What is Nvidia doing?
The headline announcement at the company’s annual development conference Monday was the “Blackwell” series of AI chips, used to power the incredibly expensive data centers that drive cutting-edge AI models such as the latest generations by GPT, Claude and Gemini.
One of them, the Blackwell B200, is a fairly straightforward upgrade over the company’s pre-existing H100 AI chip. Training a massive AI model, the size of GPT-4, would currently require around 8,000 H100 chips and 15 megawatts of power, Nvidia said, enough to power around 30,000 typical UK homes.
With the company’s new chips, the same training cycle would only require 2,000 B200s and 4 MW of power. This could lead to a reduction in electricity consumption by the AI industry, or else lead to the same electricity being used to power much larger AI models in the near future.

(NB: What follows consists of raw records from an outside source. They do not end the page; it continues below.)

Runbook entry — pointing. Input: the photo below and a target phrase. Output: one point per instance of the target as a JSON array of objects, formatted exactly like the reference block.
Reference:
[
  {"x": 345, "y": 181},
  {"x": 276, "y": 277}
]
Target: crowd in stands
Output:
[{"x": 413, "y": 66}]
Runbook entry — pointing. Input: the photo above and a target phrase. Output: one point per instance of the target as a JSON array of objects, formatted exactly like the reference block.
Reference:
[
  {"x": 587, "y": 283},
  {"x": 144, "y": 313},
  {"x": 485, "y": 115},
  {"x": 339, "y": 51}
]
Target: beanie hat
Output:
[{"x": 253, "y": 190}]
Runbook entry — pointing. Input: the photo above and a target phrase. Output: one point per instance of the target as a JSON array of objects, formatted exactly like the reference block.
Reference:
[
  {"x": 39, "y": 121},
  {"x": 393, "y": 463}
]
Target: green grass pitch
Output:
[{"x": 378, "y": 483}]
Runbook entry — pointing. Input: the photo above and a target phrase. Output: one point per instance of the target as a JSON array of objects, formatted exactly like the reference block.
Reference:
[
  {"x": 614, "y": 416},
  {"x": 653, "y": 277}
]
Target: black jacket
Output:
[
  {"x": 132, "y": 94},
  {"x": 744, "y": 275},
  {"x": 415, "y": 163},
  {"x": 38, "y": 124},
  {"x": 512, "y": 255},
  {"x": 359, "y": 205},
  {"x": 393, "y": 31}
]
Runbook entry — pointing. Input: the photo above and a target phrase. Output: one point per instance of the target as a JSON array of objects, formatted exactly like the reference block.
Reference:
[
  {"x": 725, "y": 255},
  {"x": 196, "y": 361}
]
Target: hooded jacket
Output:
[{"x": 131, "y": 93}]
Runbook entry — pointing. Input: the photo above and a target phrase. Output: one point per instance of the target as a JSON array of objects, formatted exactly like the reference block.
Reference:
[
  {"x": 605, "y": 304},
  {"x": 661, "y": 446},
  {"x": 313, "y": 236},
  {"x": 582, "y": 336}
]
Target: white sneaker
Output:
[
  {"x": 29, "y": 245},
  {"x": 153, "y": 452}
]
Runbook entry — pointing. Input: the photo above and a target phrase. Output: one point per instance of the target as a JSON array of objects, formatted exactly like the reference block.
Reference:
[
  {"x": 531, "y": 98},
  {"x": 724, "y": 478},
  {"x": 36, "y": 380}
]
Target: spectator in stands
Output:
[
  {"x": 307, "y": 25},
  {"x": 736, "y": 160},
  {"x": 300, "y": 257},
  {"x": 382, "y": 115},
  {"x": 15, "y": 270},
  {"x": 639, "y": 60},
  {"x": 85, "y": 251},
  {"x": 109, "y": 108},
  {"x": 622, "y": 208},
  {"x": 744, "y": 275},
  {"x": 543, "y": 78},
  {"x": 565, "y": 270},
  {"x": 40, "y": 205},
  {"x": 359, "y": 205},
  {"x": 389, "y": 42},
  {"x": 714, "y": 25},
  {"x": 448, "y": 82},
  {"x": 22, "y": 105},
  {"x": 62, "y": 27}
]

What makes a chip “great”?
Alongside the B200, the company announced a second part of the Blackwell range – the GB200 “superchip”. It packs two B200 chips onto a single board alongside the company’s Grace processor, to build a system that Nvidia says delivers “30x more performance” for server farms that run, rather than train, chatbots such as Claude or ChatGPT. This system also promises to reduce energy consumption by up to 25 times, the company said.
Putting everything on the same board improves efficiency by reducing the time chips spend communicating with each other, allowing them to spend more of their processing time crunching the numbers that make chatbots sing – or duh. talk less.
What if I want bigger?
Nvidia, which has a market value of over $2 trillion (£1.6 trillion), would be very happy to provide this offer. Take the company’s GB200 NVL72: a single server rack with 72 B200 chips installed, connected by nearly two miles of cabling. It’s not enough ? Why not look at the DGX Superpod, which combines eight of these racks into a single AI data center the size of a shipping container in a box. Pricing wasn’t disclosed at the event, but it’s safe to say that if you have to ask for it, you can’t afford it. Even the latest generation of chips cost around $100,000 a piece.
And my robots?
Project GR00T – apparently named after Marvel’s tree-like alien, although not explicitly linked to it – is a new base model from Nvidia developed to control humanoid robots. A base model, such as GPT-4 for text or StableDiffusion for image generation, is the underlying AI model upon which specific use cases can be built. They are the most expensive part of the entire industry to create, but they are the drivers of all further innovation because they can be “tuned” to specific use cases down the line.
Nvidia’s basic model for robots will help them “understand natural language and imitate movements by observing human actions – quickly learning coordination, dexterity and other skills in order to navigate, adapt and to interact with the real world.
GR00T teams up with another piece of Nvidia technology (and another Marvel reference) in Jetson Thor, a system-on-a-chip designed specifically to be the brain of a robot. The ultimate goal is an autonomous machine that can be taught, using normal human speech, to perform general tasks, including those for which it has not been specifically trained.
Quantum?
One of the few hot sectors that Nvidia isn’t getting its hands on is quantum cloud computing. The technology, which remains at the forefront of research, has already been integrated into offerings from Microsoft and Amazon, and now Nvidia is entering the game.
But Nvidia’s cloud won’t actually be connected to a quantum computer. Instead, the offering is a service that uses its AI chips to simulate a quantum computer, ideally allowing researchers to test their ideas without having to access the (rare and expensive) reality. But eventually, Nvidia will provide access to third-party quantum computers through the platform, he said.